Data Science and Prediction

3 minute read

by Dhar, V. (2013). Data science and prediction. Communications of the ACM, 56(12), 64—73.

This article provides insights into how data science complements science in providing instruments for predicting the future.

Why not statistics?

In contrast to statistics which has been around for centuries, data science is not only concerned with structured but also unstructured data. It focuses on discovering patterns in data to obtain actionable insights.

Karl Popper evaluated models and theories based on their predictive power, an approach which implicitly favors simple theories (Occam's razor), or succinctness over more complex ones, since they are more likely to be robust on future data.

Machine learning automatically define patterns in data but it is also prone for picking up noise. The critical question is whether these patterns are robust and hence likely to hold for future data. Standard methods for testing models and patterns apply "out of sample" and "out of time" data to assess their robustness.

Knowledge discovery

George Box statement that "All models are wrong, but some more useful", and the observation by Dhar and Chou that "patterns emerge before reasons for them become apparent" lead to the question, why scientists should bother with developing detailed causal models for fields where they only yield poor predictions and likely get worse over time due to concept drift.

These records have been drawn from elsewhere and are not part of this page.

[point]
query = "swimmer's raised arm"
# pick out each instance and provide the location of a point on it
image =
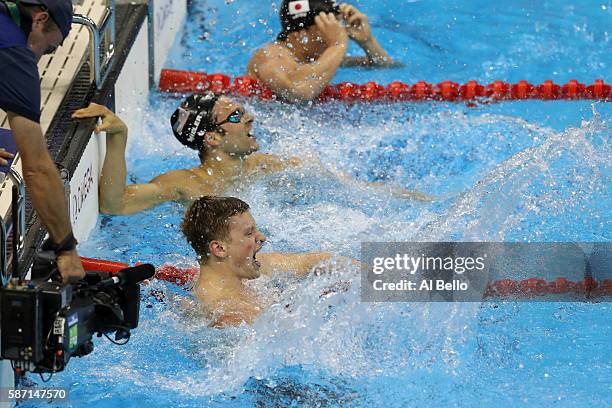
(298, 264)
(115, 196)
(359, 30)
(276, 67)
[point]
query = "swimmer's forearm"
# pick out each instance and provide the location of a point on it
(376, 53)
(312, 78)
(114, 171)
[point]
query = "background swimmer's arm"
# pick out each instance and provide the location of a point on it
(268, 163)
(365, 62)
(299, 264)
(139, 197)
(294, 81)
(115, 196)
(359, 30)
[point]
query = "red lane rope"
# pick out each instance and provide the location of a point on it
(502, 288)
(176, 81)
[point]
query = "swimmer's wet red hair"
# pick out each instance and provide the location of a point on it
(207, 219)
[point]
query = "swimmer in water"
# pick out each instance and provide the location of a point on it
(222, 133)
(312, 46)
(225, 237)
(217, 127)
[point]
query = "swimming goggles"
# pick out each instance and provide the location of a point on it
(234, 117)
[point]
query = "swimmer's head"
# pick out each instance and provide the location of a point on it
(209, 121)
(296, 15)
(223, 229)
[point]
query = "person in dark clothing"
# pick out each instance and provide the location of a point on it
(30, 29)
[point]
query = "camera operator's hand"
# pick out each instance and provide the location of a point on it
(358, 27)
(70, 266)
(331, 30)
(111, 124)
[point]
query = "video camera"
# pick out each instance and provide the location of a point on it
(45, 323)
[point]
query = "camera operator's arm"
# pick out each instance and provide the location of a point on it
(46, 190)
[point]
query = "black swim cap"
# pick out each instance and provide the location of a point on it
(296, 15)
(193, 119)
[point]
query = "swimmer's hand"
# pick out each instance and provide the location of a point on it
(332, 31)
(111, 124)
(358, 27)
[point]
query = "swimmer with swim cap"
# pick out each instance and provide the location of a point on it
(225, 237)
(219, 129)
(312, 46)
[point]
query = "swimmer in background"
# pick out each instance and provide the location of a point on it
(222, 133)
(312, 46)
(225, 237)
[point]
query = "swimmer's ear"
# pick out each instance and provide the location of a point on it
(218, 249)
(213, 139)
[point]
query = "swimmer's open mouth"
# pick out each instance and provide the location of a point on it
(255, 261)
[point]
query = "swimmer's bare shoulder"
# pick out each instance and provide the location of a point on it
(271, 56)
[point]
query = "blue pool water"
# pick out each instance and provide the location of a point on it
(528, 171)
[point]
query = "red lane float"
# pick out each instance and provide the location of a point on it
(502, 288)
(176, 81)
(170, 273)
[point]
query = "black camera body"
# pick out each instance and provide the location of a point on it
(45, 323)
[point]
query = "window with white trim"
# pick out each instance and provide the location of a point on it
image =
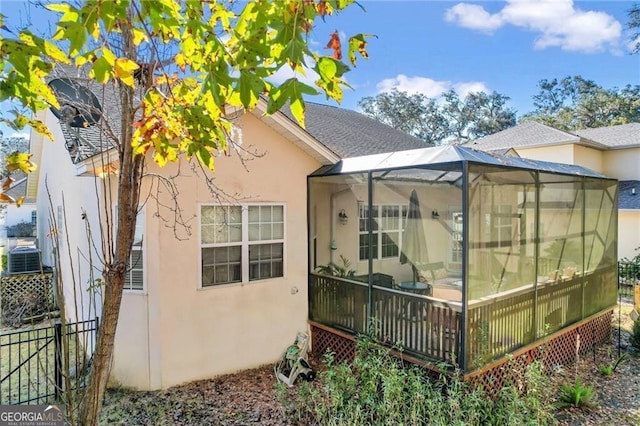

This is especially true for social sciences where theories often employ causality without serious consideration of their predictive power. Hastie et al (2009) identify the following three reasons for prediction errors:

  1. misspecification of the model (which is no longer an issue with big data since large amounts of data allow us to consider models with fewer assumptions),
  2. small samples and, therefore, greater biases (another problem addressed by big data), and
  3. randomness, even when the model is specified perfectly.
Dhar concludes that hypothesis-driven research has served us well, but that it does not scale well with the data volumes emanating around us these days.

Data scientists

Data scientists must combine multiple skills including

  1. statistics, such as Bayesian statistics, or multivariate analysis
  2. computer science for knowledge on the internal representation of data and its manipulation by computers,
  3. knowledge about correlation and causation, and
  4. the ability to formulate problems and the underlying often identical or isomorphic structure as demonstrated by Herbert Simon.

Societal changes that favor big data:

  1. cheap storage and growing data volumes: A 2011 McKinsey industry reports concluded that the worldwide volume of data is growing at a rate of approximately 50% per year, a trend which is also aided by the falling cost of storage. For instance, according to Dhar (2013) it is possible to store the world's entire stock of music on a $500 device.
  2. the move from intuition-based to fact-based decision making which is best expressed by the following quote from Edwards Demming: "In God we trust, everyone else please bring data"

Applications of big data

Today already computers make the majority of investment decisions, decide on the ads to display to individual customers, control areas such as air traffic control and many types of planing tasks. Paypal uses big data to predict the distribution of losses on a per transaction base and IBM's Watson is a showcase of technology which is able to predict the correct answers to "Jeopardy!" questions without a deep understanding of the questions asked.

Another application area is in politics. For example, the Democratic National Committee heavily invested into predictive models on the basis of results from large-scale experiments used to manipulate attitudes. The campaign predicted at the level of individual voters how they would most probably vote and how to turn voters in favor of the party.

Outlook

Combining machine learning with high quality human-curated data greatly amplifies the potential of machine learning approaches, as demonstrated by IBM's Watson and Googles Knowledge Graph. It is expected that this trend will grow in importance over the years to come.